Enzyme-responsive MRI contrast agents containing a "self-immolative" benzylcarbamate moiety that links the MRI-reporter lanthanide complex to a specific enzyme substrate have been developed. The enzymatic cleavage initiates an electronic cascade reaction that leads to a structural change in the Ln(III) complex, with a concomitant response in its MRI-contrast-enhancing properties.
We synthesized and investigated a series of Gd(3+) and Yb(3+) complexes, including those bearing a self-immolative arm and a sugar unit as selective substrates for beta-galactosidase. All of the Gd(3+) complexes synthesized have a single inner-sphere water molecule.
The relaxivity change upon enzymatic cleavage is limited (3.68 vs. 3.15 mm(-1)s(-1) for complexes GdL1 and GdL2, respectively; 37 .deg.C, 60 MHz), which prevents application of this system as an enzyme-responsive T1 relaxation agent. Variable-temperature (17)O NMR spectroscopy and (1)H NMRD analysis were used to assess the parameters that determine proton relaxivity for the Gd(3+) complexes, including the water-exchange rate (kex(298), varies in the range 1.5-3.9x10(6) s(-1)).
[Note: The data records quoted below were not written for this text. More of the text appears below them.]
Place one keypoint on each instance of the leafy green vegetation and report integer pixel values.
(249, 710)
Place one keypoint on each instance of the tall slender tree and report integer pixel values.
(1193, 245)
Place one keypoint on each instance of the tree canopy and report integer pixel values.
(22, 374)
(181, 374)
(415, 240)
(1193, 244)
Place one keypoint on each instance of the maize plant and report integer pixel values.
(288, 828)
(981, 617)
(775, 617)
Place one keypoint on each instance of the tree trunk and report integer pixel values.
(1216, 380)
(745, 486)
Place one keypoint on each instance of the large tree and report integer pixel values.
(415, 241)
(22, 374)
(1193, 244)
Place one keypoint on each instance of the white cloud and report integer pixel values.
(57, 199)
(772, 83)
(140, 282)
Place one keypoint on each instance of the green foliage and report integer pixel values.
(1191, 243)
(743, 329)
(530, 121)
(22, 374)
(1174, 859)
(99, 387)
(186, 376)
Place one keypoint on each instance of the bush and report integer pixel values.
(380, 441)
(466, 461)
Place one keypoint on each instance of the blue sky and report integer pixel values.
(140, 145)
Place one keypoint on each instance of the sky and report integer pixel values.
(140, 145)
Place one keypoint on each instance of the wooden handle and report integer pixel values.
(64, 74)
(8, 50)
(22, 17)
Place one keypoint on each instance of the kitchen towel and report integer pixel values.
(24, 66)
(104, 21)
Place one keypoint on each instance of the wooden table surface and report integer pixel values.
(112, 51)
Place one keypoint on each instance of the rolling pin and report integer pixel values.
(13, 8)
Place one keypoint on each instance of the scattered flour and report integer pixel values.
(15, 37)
Following the enzymatic reaction, the chelates contain an exocyclic amine that is not protonated at physiological pH, as deduced from pH-potentiometric measurements (log KH=5.12 and 5.99 for GdL2 and GdL3, respectively). The Yb(3+) analogues show a PARACEST effect after enzymatic cleavage that can be exploited for the specific detection of enzymatic activity.
The proton-exchange rates were determined at various pH values for the amine derivatives by using the dependency of the CEST effect on concentration, saturation time, and saturation power. A concentration-independent analysis of the saturation-power-dependency data was also applied.
All these different methods showed that the exchange rate of the amine protons of the Yb(III) complexes decreases with increasing pH value (for YbL3, kex=1300 s(-1) at pH 8.4 vs. 6000 s(-1) at pH 6.4).